Wednesday, July 18, 2012

Day 259. You wanted to understand your father better.
Ask your uncle about the family alcoholism, please turn to page 33.

Now you feel you know too much. You sat with him at dinner, silent, because you don't know what to say. Your father told you that on the day of his graduation, his mother took too many of her sleeping pills that she had forgotten that she took them earlier in the evening, and died in her sleep. But that it was an ambiguous death. There was no investigation into the cause of her death because it was such a respected family, and that the family doctor arranged for this non-procedure. The same doctor that lied to the federal government and made sure that your uncles weren't drafted into the Vietnam War, was good for the family closet.

You wanted to understand what made the man who, when his thirteen year old daughter blacked out drunk wet from a shower with still some of her soaked clothes on, didn't say a word. Nothing. You wanted to understand his denial. and now you hurt so much for that little boy that you feel completely ashamed of yourself. That you held onto a resentment for the way that he treated you when he was drunk, the yelling and the degradation of being embarrassed because your dad was too drunk to drive you home and his college buddies would take you from the glam LA cocktail parties instead, was so horribly selfish.
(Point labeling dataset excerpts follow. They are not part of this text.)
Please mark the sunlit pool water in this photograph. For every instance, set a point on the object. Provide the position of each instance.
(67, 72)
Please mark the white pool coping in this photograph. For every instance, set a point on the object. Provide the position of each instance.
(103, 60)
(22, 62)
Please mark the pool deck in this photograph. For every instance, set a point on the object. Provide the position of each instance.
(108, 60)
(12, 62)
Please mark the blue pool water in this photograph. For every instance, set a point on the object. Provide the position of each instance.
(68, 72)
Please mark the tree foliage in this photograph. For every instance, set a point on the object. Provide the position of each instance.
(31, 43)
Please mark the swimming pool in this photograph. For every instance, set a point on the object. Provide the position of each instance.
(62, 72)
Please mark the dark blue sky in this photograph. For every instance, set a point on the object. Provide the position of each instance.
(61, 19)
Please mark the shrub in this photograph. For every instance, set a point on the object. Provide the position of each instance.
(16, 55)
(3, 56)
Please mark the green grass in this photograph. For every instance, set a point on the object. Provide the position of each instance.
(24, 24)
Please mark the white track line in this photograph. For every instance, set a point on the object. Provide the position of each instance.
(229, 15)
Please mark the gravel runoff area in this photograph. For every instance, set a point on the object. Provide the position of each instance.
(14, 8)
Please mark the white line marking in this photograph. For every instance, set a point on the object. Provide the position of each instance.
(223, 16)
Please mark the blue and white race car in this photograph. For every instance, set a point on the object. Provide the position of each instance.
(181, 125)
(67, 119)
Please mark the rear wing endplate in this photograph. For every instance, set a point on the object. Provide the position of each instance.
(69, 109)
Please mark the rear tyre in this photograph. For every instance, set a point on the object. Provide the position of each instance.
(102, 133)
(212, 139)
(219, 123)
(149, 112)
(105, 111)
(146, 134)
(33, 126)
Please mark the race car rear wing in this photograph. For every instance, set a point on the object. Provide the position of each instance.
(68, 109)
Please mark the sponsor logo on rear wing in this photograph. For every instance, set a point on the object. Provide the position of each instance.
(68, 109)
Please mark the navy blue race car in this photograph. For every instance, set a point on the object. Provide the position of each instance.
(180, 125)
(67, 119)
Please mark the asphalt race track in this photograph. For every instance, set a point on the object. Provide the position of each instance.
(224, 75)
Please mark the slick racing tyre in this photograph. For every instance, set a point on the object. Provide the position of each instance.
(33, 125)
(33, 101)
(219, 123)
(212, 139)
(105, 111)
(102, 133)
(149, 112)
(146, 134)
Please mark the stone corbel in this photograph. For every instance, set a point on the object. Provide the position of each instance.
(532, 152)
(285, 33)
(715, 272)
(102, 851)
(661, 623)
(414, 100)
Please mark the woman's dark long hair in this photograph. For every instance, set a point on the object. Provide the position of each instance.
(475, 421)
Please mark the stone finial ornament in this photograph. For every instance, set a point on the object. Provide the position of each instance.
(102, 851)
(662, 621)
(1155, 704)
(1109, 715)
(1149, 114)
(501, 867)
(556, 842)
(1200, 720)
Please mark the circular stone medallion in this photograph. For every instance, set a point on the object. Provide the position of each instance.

You had forgiven him before you heard this story. You didn't need to know. You wonder if his parents ever told him as often as he tells you how much he loves you. You wonder if they ever said, "I'm so happy you're here." You don't know what to do with the attention, you falter when he says it. You say that it's good to be here and it's wonderful to relax. What should you say? You want to be able to take away that hurt and tell him that you'll be okay, that he's doing a good job. That you won't drink, and you won't turn into his mother and abandon him. That you love him too.